ブラジル国民食で飲む … 「ユリショップ(Yuri Shop)」(弁天橋)
3年ぶりにやって来たのは、鶴見にあるブラジル料理店、「ユリショップ」。
これまではランチタイムにしか来たことがなくて、夜に来るのは初めてだ。
店に入るとそこはコンビニのような造りになっていて、ブラジルの食品や雑貨が売られている。
その店舗部分を通り過ぎて店の奥に進むと、食堂スペースになっているのである。
食堂スペースには、4人掛けのテーブル席が10卓ほど並んでいて、日曜、午後5時半の店内には、先客が二組10人ほど。
一組は男性2人客で、もう一組は2家族らしき8人連れ。
全員が日系ブラジル人の方らしく、店内にはポルトガル語が飛び交っている。
「いらっしゃいませ」と迎えてくれるわけでもなく、席に案内してくれるわけでもないので、自分で適当に空いている席に座り、テーブル上に置かれているメニューをじっくりと確認する。
メニューは大きく3つに分かれている。
「セットメニュー(定食)」、「一品メニュー(つまみ)」、そして「サンドイッチ」だ。
日本の場合は『一品料理』に、ごはん、みそ汁、漬物などを足したものが『定食』になっていて、一般的には『一品』よりも『定食』のほうが高いんだけれど、ここのメニューはというと、ライス、フェイジョン、フライドポテト、サラダが付いた『定食』よりも、『一品』のほうが高いのが面白い。
たとえば、メニュー冒頭の『牛肉ステーキと玉ねぎ炒め』の場合、『定食』が1,300円なのに対して、『一品』は1,500円。他の料理も、ほぼこのくらいの差である。
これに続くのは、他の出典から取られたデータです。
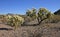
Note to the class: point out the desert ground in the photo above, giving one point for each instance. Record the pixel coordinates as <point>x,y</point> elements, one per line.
<point>42,30</point>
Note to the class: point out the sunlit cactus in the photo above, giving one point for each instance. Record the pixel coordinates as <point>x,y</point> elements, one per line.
<point>31,13</point>
<point>43,14</point>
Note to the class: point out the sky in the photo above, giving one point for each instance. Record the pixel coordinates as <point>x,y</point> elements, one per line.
<point>21,6</point>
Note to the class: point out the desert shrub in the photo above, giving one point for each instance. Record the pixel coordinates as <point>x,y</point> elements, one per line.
<point>14,20</point>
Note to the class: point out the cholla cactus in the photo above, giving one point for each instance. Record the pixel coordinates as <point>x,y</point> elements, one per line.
<point>14,20</point>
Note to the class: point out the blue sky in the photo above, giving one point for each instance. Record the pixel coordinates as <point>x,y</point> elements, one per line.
<point>21,6</point>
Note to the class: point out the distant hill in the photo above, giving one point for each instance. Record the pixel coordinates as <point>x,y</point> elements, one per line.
<point>57,12</point>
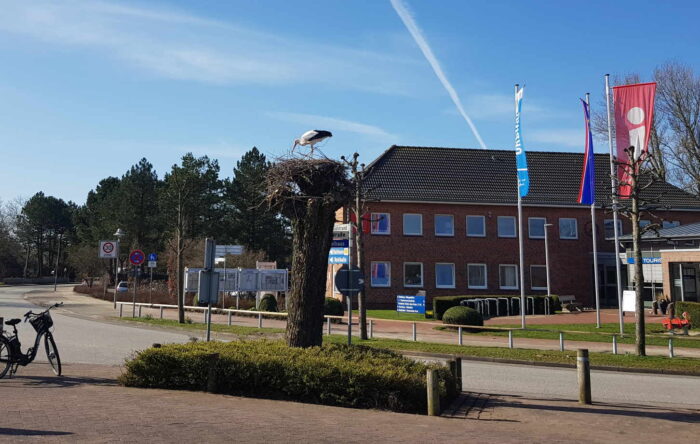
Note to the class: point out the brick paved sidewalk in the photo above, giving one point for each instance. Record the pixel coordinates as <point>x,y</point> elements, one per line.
<point>86,405</point>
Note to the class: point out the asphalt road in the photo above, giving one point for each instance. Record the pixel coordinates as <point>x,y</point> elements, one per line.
<point>81,341</point>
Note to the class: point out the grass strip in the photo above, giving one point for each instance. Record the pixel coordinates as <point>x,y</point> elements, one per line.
<point>241,330</point>
<point>628,361</point>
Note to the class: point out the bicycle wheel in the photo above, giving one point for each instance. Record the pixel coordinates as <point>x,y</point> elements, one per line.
<point>5,356</point>
<point>52,354</point>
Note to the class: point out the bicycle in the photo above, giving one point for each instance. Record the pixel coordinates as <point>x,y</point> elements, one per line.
<point>11,356</point>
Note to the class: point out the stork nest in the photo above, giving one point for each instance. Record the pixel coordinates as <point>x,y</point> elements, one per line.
<point>293,180</point>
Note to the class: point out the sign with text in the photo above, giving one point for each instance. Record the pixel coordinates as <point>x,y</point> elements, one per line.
<point>410,304</point>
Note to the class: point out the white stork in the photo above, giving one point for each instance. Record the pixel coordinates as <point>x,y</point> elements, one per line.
<point>312,138</point>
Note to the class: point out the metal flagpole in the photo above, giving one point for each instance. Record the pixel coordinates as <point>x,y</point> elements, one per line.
<point>613,182</point>
<point>523,308</point>
<point>593,231</point>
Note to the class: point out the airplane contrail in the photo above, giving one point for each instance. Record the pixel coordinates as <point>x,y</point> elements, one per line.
<point>417,34</point>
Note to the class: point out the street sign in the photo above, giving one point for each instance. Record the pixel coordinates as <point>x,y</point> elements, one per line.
<point>137,257</point>
<point>108,250</point>
<point>225,250</point>
<point>349,282</point>
<point>410,304</point>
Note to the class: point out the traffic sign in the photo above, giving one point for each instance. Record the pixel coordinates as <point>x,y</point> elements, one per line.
<point>137,257</point>
<point>349,282</point>
<point>108,249</point>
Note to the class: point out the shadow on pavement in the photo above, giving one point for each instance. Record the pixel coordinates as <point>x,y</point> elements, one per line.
<point>27,432</point>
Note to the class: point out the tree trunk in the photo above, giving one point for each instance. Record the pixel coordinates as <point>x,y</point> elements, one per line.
<point>309,267</point>
<point>640,338</point>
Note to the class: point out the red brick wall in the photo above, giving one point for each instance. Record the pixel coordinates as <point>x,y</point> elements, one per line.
<point>570,260</point>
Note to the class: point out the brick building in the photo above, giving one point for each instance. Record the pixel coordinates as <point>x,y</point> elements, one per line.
<point>444,220</point>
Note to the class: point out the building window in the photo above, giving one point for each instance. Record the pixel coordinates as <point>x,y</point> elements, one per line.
<point>506,226</point>
<point>535,227</point>
<point>381,223</point>
<point>381,274</point>
<point>412,274</point>
<point>508,277</point>
<point>413,224</point>
<point>538,277</point>
<point>476,226</point>
<point>476,276</point>
<point>568,228</point>
<point>444,225</point>
<point>609,230</point>
<point>445,275</point>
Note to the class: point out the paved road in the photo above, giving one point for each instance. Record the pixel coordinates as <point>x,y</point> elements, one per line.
<point>81,340</point>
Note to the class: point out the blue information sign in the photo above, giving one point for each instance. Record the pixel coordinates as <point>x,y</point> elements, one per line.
<point>410,304</point>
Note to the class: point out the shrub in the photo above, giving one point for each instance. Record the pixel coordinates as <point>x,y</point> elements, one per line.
<point>333,307</point>
<point>349,376</point>
<point>462,316</point>
<point>268,303</point>
<point>693,310</point>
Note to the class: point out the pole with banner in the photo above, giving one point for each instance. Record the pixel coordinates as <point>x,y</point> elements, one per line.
<point>523,188</point>
<point>614,189</point>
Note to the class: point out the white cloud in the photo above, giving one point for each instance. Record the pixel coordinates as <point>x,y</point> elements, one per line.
<point>178,45</point>
<point>333,124</point>
<point>560,137</point>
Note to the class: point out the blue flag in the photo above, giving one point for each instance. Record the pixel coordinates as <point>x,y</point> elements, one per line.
<point>520,159</point>
<point>586,192</point>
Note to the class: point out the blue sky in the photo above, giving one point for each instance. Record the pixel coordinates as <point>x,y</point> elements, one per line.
<point>87,88</point>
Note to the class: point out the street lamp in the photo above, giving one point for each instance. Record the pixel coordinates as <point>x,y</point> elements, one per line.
<point>546,255</point>
<point>118,234</point>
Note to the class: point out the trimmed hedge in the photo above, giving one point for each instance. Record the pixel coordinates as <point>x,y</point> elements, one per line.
<point>693,310</point>
<point>442,303</point>
<point>462,316</point>
<point>268,303</point>
<point>348,376</point>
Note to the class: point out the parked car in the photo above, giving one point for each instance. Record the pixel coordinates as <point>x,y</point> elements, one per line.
<point>122,287</point>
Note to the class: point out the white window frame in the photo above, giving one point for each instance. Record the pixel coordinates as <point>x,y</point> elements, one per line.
<point>575,225</point>
<point>422,275</point>
<point>619,229</point>
<point>388,270</point>
<point>453,275</point>
<point>515,227</point>
<point>486,277</point>
<point>483,225</point>
<point>517,278</point>
<point>435,225</point>
<point>532,287</point>
<point>420,231</point>
<point>529,227</point>
<point>374,216</point>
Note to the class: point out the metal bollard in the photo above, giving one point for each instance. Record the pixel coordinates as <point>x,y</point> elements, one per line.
<point>433,387</point>
<point>583,367</point>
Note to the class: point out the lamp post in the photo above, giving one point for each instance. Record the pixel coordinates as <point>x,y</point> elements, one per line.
<point>118,234</point>
<point>546,255</point>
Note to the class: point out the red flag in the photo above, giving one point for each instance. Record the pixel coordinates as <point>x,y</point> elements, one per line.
<point>634,115</point>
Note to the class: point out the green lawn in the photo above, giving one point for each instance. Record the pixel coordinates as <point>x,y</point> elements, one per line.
<point>690,365</point>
確認したわけではないが、『定食』よりも『一品』のほうが量が多いんだろうなぁ。それしか考えられない。
しばらく待っても誰も来ないので、厨房との間のカウンターのところに男性店員さんが来たのを見計らって、そこに行って、「生ビール」(450円)と「フェイジョアーダ」(1,800円)を注文すると、7番と書かれたリモコンのようなものを渡してくれ、すぐに生ビールも出してくれた。
お店の人から積極的に注文を取りに来てくれないのがこの店のやり方のようで、お店の人を呼ぶか、あるいは先ほどのカウンターのところで注文するのが暗黙のルールのようである。
(ブラジルにいるときは、どのお店に行ってもちゃんと注文を取りに来てくれたので、このルールは、「ユリショップ」だけの独自のルールのようだ。)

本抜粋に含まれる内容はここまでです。